I'm feeling somewhat melancholy tonight (husband says I should stop that immediately, because melancholy is a silly word). Not depressed, just sad. I miss a few people intensely this time of year in particular: some because they're far away, some because they're no longer occupying the space in my life they used to.
The line between "missing" and "wallowing" is one of those fine dotted ones...you know, like the kind on the highway signaling it's ok to leave your normal space for a few seconds, if it's safe, to go around an obstacle? Yeah. Gotta pay attention and keep my people-missing in the "reflect upon where you've been, with whom you've connected, and who you've let go" phase that stays healthy.

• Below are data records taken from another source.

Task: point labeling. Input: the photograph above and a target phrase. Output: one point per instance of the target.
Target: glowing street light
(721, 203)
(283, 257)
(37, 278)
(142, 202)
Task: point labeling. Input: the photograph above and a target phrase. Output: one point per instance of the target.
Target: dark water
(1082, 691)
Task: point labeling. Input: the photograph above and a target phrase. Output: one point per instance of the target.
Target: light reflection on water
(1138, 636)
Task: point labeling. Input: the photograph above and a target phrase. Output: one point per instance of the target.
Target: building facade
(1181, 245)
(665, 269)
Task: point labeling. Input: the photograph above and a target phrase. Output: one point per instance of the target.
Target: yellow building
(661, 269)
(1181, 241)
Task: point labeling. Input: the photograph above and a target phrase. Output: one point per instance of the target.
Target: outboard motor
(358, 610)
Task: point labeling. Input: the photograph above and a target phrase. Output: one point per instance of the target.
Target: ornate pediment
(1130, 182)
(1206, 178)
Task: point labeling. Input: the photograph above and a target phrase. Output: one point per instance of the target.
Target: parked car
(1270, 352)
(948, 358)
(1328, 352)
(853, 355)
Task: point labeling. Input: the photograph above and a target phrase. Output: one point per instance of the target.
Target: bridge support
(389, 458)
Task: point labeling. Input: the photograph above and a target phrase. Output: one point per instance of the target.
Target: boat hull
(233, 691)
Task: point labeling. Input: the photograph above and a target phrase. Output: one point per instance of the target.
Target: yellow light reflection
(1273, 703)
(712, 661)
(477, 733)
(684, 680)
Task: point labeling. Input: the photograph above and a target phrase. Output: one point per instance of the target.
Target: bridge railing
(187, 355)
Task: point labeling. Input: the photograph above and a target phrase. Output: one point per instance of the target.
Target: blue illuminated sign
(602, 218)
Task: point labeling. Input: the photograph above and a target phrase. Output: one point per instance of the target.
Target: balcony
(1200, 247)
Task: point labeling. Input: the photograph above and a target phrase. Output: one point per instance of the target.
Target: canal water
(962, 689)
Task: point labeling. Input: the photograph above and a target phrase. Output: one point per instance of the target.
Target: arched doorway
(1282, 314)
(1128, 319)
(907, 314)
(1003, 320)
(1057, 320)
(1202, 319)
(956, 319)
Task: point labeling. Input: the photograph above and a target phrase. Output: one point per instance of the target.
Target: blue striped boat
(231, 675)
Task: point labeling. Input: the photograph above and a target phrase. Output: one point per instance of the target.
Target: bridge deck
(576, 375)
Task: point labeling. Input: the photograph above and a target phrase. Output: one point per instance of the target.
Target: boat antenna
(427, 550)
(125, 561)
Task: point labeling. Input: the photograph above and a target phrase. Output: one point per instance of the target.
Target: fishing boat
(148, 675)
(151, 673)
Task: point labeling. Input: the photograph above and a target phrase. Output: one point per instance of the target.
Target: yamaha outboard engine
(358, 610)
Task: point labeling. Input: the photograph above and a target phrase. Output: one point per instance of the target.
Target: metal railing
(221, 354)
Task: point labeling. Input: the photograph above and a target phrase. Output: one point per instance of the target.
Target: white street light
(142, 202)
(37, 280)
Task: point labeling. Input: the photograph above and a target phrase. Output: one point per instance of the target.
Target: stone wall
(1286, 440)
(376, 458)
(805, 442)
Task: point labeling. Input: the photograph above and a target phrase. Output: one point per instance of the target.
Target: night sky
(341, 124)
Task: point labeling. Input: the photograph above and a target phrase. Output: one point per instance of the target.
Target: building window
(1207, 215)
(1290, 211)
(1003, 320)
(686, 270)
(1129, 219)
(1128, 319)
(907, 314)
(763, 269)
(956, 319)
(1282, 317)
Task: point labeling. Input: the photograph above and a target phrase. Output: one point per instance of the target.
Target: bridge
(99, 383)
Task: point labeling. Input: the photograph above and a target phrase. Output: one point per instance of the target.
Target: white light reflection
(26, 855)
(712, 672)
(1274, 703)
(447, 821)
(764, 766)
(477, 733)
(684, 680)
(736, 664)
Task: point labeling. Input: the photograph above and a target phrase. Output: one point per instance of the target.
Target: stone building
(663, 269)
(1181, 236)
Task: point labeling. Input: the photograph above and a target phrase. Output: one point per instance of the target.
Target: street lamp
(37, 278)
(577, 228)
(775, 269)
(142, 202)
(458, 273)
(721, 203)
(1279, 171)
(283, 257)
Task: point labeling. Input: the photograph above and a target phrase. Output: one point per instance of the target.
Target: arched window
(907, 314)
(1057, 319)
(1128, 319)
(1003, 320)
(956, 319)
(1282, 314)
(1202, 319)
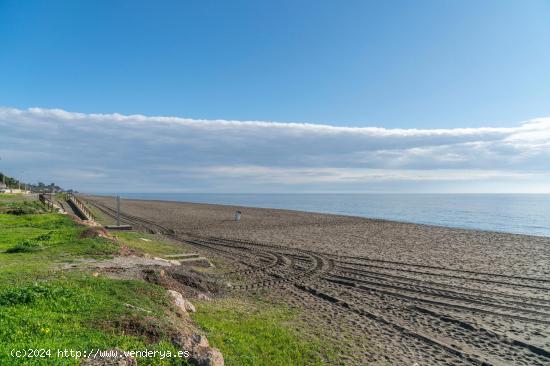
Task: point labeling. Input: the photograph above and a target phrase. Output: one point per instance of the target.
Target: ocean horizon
(527, 214)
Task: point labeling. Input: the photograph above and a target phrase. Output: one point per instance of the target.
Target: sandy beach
(389, 292)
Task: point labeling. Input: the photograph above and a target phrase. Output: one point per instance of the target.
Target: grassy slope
(44, 306)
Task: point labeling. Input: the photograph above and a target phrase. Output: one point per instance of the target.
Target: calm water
(514, 213)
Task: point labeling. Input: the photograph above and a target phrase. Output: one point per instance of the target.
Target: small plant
(31, 294)
(30, 245)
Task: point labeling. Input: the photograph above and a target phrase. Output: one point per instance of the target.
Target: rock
(200, 352)
(202, 296)
(112, 357)
(183, 304)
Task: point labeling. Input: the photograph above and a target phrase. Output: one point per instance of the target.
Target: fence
(80, 206)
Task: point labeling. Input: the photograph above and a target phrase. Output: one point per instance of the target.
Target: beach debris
(183, 304)
(112, 357)
(200, 352)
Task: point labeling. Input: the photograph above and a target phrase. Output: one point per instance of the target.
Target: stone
(202, 296)
(183, 304)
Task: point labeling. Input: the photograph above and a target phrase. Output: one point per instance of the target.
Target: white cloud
(171, 153)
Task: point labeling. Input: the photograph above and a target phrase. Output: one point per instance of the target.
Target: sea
(512, 213)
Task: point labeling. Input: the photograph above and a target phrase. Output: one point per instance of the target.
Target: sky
(277, 96)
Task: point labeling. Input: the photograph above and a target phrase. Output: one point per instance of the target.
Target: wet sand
(388, 292)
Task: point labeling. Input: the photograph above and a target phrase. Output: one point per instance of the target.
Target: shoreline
(374, 219)
(421, 293)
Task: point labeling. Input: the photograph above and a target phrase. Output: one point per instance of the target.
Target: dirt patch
(184, 280)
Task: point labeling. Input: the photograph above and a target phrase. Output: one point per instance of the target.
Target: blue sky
(421, 64)
(401, 66)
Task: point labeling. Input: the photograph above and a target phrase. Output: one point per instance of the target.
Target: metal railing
(80, 206)
(51, 205)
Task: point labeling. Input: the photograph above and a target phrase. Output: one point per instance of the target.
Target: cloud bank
(136, 153)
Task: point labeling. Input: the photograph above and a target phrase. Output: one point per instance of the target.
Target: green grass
(82, 313)
(252, 332)
(45, 306)
(42, 306)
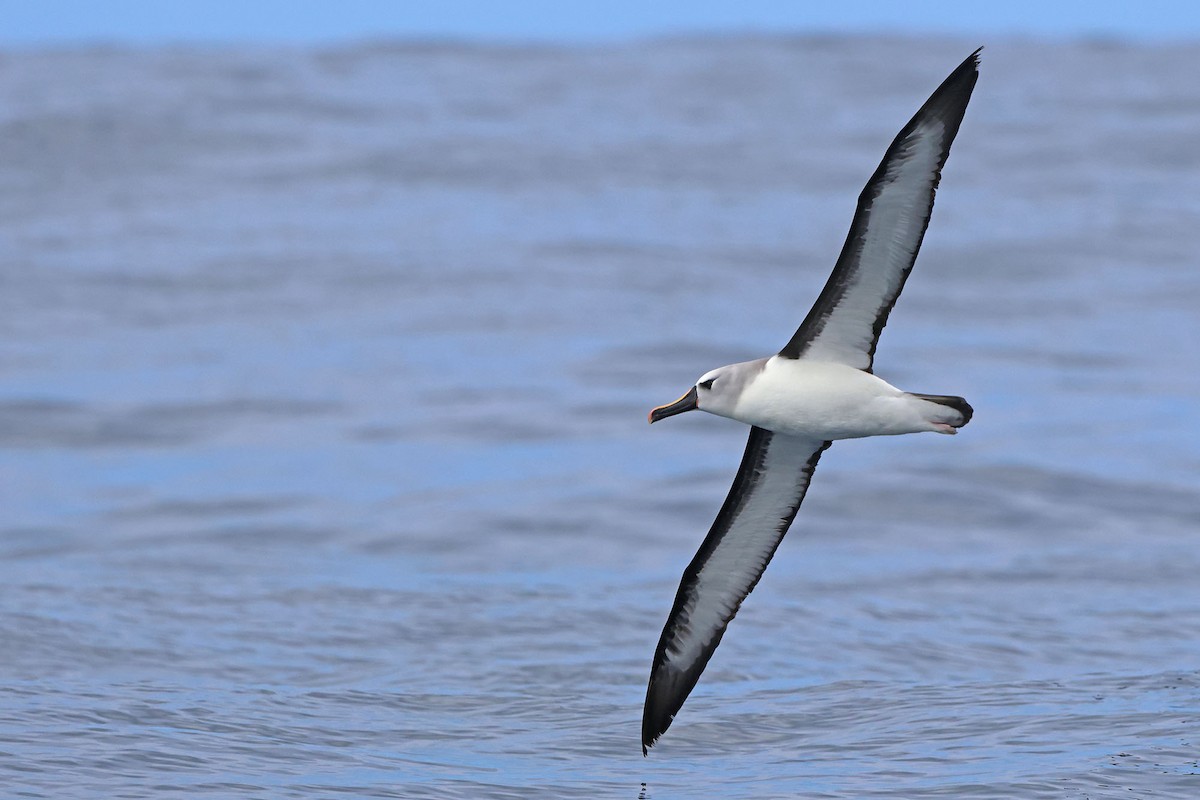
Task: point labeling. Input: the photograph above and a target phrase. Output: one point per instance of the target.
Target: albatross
(820, 388)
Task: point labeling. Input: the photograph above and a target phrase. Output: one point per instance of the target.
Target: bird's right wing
(762, 503)
(889, 223)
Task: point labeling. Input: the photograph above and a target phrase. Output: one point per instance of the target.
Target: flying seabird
(817, 389)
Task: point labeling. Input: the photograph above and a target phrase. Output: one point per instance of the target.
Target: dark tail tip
(951, 401)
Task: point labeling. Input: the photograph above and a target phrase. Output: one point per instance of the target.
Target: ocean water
(323, 459)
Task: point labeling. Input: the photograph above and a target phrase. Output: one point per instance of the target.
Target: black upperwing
(893, 212)
(762, 503)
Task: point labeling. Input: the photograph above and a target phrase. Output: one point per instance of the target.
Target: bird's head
(717, 392)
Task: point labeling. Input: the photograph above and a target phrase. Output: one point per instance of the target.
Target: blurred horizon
(142, 22)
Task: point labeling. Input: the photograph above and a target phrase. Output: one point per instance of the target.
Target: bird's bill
(689, 402)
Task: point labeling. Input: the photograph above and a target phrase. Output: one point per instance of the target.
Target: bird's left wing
(762, 503)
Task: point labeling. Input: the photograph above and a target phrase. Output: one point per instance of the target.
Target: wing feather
(762, 503)
(889, 223)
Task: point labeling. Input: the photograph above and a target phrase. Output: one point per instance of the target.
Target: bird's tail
(953, 402)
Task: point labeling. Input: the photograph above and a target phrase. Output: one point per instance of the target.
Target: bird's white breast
(823, 400)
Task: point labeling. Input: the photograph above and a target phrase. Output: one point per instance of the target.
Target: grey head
(717, 391)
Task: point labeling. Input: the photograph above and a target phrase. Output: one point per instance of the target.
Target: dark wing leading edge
(893, 212)
(766, 494)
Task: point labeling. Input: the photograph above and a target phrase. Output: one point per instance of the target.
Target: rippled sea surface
(324, 468)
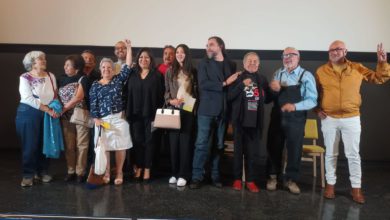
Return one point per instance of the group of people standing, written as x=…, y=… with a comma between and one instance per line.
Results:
x=126, y=95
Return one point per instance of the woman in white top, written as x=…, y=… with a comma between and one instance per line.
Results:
x=37, y=89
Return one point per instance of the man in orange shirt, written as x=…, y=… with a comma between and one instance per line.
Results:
x=338, y=84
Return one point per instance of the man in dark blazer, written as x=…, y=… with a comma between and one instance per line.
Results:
x=215, y=74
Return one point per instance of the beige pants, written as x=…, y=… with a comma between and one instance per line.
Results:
x=76, y=138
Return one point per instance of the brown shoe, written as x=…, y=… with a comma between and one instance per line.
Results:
x=293, y=187
x=329, y=191
x=357, y=195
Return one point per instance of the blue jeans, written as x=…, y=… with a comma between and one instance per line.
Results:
x=29, y=128
x=207, y=125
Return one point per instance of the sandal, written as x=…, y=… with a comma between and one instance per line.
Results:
x=119, y=179
x=106, y=178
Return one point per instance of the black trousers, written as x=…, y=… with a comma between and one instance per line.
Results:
x=285, y=130
x=182, y=146
x=143, y=141
x=247, y=145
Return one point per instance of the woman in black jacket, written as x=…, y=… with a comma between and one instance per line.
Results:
x=180, y=93
x=145, y=95
x=247, y=96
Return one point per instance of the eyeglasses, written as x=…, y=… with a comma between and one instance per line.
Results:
x=289, y=55
x=337, y=49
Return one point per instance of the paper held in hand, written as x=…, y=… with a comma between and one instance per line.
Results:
x=189, y=103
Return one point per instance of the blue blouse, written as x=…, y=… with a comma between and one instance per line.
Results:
x=107, y=99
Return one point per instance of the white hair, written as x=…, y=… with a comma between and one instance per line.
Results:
x=30, y=57
x=293, y=48
x=250, y=54
x=106, y=60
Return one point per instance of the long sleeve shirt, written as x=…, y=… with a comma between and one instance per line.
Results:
x=36, y=90
x=308, y=87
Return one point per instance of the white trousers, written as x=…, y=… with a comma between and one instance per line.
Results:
x=349, y=129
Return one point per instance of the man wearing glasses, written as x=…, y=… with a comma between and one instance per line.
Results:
x=294, y=93
x=339, y=101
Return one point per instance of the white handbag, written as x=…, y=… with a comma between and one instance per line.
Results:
x=167, y=118
x=82, y=117
x=100, y=157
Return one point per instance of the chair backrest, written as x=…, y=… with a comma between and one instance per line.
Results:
x=311, y=130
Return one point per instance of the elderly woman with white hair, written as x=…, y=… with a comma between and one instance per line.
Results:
x=247, y=95
x=107, y=106
x=37, y=89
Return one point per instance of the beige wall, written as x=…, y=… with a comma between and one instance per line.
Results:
x=244, y=24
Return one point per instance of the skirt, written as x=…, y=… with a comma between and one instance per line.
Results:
x=117, y=136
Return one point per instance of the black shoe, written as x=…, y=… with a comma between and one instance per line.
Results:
x=217, y=184
x=80, y=178
x=70, y=177
x=195, y=184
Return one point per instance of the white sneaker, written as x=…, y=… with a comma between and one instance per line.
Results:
x=172, y=180
x=181, y=182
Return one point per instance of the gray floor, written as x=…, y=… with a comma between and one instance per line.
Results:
x=159, y=200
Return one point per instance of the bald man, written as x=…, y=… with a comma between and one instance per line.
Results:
x=120, y=53
x=338, y=84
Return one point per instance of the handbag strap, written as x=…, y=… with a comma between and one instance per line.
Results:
x=99, y=135
x=52, y=86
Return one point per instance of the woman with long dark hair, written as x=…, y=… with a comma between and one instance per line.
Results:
x=180, y=88
x=145, y=95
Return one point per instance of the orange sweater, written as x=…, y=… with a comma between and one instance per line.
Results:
x=339, y=94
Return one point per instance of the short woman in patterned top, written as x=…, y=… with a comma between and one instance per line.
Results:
x=107, y=106
x=37, y=89
x=76, y=137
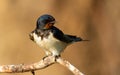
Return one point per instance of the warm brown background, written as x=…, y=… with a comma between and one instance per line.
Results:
x=96, y=20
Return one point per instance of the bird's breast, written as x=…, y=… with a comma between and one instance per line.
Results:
x=49, y=43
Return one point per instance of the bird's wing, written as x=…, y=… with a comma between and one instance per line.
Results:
x=58, y=34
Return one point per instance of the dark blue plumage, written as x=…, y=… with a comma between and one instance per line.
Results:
x=49, y=37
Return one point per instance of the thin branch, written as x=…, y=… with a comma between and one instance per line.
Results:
x=69, y=66
x=39, y=65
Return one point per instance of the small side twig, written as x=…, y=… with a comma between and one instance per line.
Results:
x=39, y=65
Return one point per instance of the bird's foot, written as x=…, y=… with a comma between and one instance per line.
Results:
x=33, y=72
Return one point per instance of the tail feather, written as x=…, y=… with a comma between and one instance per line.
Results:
x=74, y=38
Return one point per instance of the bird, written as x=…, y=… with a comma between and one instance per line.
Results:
x=49, y=38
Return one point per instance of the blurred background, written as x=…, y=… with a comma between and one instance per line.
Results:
x=95, y=20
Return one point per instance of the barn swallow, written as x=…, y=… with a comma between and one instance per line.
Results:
x=51, y=39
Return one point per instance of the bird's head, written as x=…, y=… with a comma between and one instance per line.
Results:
x=45, y=22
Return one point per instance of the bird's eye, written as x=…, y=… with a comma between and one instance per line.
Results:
x=48, y=25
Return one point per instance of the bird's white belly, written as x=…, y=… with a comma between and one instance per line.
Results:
x=51, y=45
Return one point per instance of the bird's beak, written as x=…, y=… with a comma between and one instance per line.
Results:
x=53, y=22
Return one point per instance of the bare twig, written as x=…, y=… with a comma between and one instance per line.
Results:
x=39, y=65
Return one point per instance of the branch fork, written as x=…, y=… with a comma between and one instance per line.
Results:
x=47, y=61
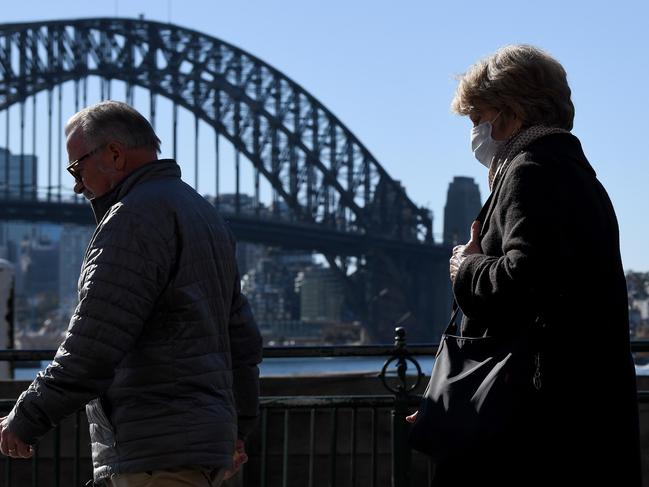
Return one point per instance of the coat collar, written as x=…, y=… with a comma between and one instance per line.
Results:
x=158, y=169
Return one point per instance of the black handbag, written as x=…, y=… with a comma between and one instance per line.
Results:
x=479, y=392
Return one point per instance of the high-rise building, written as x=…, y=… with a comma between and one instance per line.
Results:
x=18, y=174
x=321, y=295
x=462, y=207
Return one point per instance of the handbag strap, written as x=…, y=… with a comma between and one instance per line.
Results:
x=451, y=328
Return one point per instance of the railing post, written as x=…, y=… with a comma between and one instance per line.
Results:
x=400, y=448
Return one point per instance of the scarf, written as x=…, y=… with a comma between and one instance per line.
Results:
x=514, y=146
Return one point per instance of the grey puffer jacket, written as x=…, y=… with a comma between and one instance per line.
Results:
x=162, y=345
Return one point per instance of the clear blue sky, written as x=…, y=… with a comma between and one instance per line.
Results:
x=387, y=68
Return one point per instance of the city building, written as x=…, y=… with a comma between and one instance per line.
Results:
x=462, y=207
x=18, y=174
x=321, y=295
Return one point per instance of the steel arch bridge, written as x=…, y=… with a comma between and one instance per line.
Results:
x=329, y=192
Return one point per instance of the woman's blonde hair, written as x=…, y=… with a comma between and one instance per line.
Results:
x=521, y=80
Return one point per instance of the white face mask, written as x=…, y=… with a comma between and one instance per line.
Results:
x=483, y=145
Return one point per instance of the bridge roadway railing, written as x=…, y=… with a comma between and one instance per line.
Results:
x=301, y=440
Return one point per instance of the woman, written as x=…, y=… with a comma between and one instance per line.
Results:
x=548, y=248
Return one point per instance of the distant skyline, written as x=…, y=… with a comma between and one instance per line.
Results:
x=387, y=70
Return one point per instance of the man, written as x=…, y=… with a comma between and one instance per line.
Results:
x=162, y=346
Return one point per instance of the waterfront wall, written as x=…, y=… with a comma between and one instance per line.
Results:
x=353, y=433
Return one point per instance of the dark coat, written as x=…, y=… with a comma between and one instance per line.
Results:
x=162, y=344
x=551, y=250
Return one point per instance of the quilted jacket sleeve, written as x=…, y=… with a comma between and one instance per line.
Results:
x=246, y=348
x=125, y=270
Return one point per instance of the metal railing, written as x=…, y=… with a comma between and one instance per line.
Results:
x=335, y=440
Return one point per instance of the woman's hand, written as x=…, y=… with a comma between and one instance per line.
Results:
x=460, y=252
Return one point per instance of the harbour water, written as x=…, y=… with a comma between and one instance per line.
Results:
x=309, y=366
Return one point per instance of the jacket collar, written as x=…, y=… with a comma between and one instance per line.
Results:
x=158, y=169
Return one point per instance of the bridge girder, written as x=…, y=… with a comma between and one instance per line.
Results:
x=315, y=164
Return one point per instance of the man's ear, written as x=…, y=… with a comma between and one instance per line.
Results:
x=117, y=154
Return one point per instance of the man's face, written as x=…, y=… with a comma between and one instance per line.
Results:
x=95, y=172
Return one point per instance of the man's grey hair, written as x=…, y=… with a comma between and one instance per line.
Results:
x=113, y=121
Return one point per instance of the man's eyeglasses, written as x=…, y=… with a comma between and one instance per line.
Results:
x=72, y=167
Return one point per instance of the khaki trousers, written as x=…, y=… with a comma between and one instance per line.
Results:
x=175, y=477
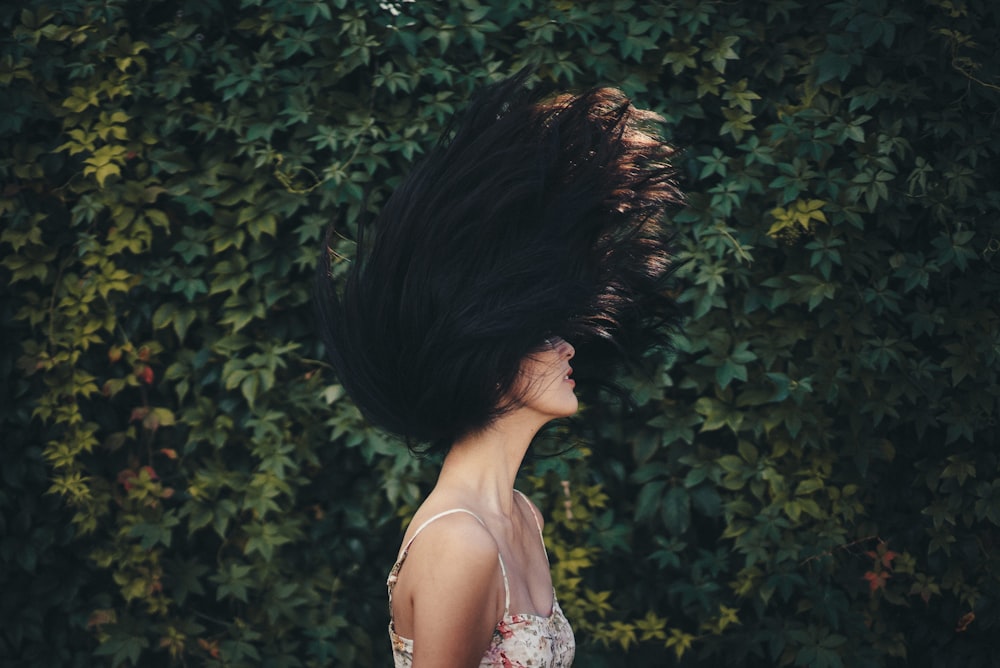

Then again, I'm not terribly adept at staying within lines. Ok, that's not completely accurate: I CAN AND DO stay within driving lines...I just occasionally go too fast. Police, if you're reading this, I do not drive erratically, or drunk, or anything else...and I'm working on my lead foot, I swear.
I once wrote a short story during my bus ride home from school that included haunted houses, bears ripping people's arms off, and a plucky crew of friends who fought ALL THE EVIL. I was in 2nd grade...I believe that would've made me 7 at the time. I'm probably lucky my parents (or the teachers) didn't send me to therapy. See? not good at staying within the boundaries of this very blog post. Ha! Take that, 2nd grade teacher!
And so tonight I'm somewhat melancholy and thinking a lot about what I should hold on to in hope and what I should let go of to move on as gracefully as possible. This IS me we're talking about...graceful means getting out without black eyes or a broken toe, after all.